Soybean yields were 38.1 bushels per acre last year. Wisner believes yields can about equal that again this year, with good July/August weather. With an additional 200,000 acres of soybeans planted this year, an average yield of 38 bushels an acre would produce a 2.85-billion-bushel soybean crop – up from the 2.77 billion bushels last year. That would result in a 2 percent increase in production and a 1 percent increase in the total supply.
However, Wisner expects demand to increase as well. Increased exports to China and Western Europe due to a poor crop and a ban on animal-feed proteins respectively, are the primary reasons for increased soybean demand.

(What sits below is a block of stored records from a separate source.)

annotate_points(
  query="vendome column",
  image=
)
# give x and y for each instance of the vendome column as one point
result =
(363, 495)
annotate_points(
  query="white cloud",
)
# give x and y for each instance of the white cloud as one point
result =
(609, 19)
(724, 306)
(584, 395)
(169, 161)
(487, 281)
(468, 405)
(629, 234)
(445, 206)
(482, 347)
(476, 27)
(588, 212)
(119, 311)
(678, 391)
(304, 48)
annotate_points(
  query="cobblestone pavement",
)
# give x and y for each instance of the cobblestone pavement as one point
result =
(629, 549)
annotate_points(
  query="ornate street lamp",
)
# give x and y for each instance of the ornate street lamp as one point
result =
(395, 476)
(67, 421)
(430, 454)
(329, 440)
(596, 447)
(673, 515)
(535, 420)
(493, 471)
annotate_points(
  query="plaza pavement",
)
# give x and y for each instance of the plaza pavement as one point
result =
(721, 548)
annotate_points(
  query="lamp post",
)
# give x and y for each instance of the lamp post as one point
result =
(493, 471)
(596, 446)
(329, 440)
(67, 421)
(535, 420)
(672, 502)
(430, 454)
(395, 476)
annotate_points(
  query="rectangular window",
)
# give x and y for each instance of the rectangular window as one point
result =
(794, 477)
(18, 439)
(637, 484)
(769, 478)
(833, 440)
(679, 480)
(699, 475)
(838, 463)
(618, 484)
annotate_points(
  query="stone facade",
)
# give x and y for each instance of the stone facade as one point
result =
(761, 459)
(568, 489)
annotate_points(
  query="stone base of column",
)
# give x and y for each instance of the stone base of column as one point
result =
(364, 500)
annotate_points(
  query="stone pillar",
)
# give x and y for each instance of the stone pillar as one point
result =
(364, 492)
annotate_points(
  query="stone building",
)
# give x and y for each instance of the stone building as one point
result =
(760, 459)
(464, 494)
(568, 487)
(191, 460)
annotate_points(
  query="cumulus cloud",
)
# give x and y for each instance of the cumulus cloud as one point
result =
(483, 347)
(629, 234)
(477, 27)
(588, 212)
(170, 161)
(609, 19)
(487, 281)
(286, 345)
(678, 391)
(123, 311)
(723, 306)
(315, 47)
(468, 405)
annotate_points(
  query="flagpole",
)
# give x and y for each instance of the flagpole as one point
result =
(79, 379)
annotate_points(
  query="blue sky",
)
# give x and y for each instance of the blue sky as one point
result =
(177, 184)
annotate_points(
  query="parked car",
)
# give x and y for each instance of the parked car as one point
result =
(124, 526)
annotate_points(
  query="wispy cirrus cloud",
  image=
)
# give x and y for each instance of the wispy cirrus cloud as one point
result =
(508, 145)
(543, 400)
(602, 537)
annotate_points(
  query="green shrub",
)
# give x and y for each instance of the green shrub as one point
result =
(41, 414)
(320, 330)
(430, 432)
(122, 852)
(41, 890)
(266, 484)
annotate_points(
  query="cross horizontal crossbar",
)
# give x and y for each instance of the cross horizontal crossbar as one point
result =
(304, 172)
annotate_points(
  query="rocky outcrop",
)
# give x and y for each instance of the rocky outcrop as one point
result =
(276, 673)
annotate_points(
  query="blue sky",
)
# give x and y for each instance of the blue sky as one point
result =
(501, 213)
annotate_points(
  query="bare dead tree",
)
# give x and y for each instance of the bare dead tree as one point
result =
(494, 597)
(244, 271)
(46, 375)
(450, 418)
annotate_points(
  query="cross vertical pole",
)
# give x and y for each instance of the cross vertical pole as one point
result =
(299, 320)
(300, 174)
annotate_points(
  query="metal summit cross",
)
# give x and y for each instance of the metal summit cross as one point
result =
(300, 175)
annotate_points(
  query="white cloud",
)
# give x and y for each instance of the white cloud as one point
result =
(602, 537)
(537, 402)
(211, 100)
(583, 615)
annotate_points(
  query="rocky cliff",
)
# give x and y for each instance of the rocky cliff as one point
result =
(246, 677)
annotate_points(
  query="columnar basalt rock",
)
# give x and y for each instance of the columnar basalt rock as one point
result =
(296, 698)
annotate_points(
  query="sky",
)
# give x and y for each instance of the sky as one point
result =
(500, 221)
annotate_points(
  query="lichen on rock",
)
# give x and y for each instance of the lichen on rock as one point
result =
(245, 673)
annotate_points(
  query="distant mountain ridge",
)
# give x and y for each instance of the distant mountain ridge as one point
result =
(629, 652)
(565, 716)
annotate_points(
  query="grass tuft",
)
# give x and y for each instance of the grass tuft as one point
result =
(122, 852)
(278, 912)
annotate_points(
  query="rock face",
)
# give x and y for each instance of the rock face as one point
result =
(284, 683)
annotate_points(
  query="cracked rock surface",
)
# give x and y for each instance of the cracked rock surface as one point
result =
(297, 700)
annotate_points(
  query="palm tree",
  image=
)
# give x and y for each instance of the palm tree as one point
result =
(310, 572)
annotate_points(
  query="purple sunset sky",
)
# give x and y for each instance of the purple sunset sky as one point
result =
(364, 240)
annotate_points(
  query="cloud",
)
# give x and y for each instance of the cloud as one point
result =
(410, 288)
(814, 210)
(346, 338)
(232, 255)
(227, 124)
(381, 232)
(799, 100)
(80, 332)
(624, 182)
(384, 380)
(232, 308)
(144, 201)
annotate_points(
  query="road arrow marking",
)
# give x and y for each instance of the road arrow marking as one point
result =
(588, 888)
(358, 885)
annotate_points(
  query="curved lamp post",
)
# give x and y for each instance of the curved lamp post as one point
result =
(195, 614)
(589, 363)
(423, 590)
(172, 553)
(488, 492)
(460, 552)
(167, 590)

This would result in prices staying fairly stable from last year, with soybeans averaging about $4.40 per bushel and soybean meal averaging about $160 per ton.
Near Record Yields
On the other hand, it is too early to predict how the growing season will pan out, and the crops could surprise the experts. If corn yields average 140 bushels per acre, which is above the trend line, the carryover would be about 1.7 billion bushels – down from 2.03 billion bushels this year. Under that scenario, corn prices could average10 cents higher than last year, at $1.95 per bushel. That would move December futures prices up to $2.25. Wisner says that even with near record yields, the December contract price would be $2.10 to $2.15 for a harvest average, modestly above last year.
If soybeans averaged 40.5 bushels an acre (a near-record yield) on the estimated 4.4 million acres planted, it would produce a soybean crop of 3.01 billion bushels – up 9 percent from a year ago. That would mean a carryover in August 2002 estimated around 430 million to 440 million bushels, with the expected loan deficiency payment. This scenario would result in season prices averaging about $4.10 per bushel and $148 per ton for soybean meal.
If the corn acreage dropped to 69 million acres, and yields came in at 112 bushels an acre because of drought, the crop would equal only 7.7 billion bushels. That's down almost 2 billion bushels. Carryover would drop to around 600 million bushels and U.S. farm prices would average $3 a bushel, with the December futures contract around $3.45, says Wisner.
He points out that a drought could cut soybean acreage and yield to only 35 bushels per acre or so. That would drop carryover 150 million bushels, which is close to the pipeline amount. If that happens, soybean and soybean meal prices would shoot up to a season average of $6.55 per bushel, hitting $7 at times. More importantly to you, soybean meal would rally $220 a ton.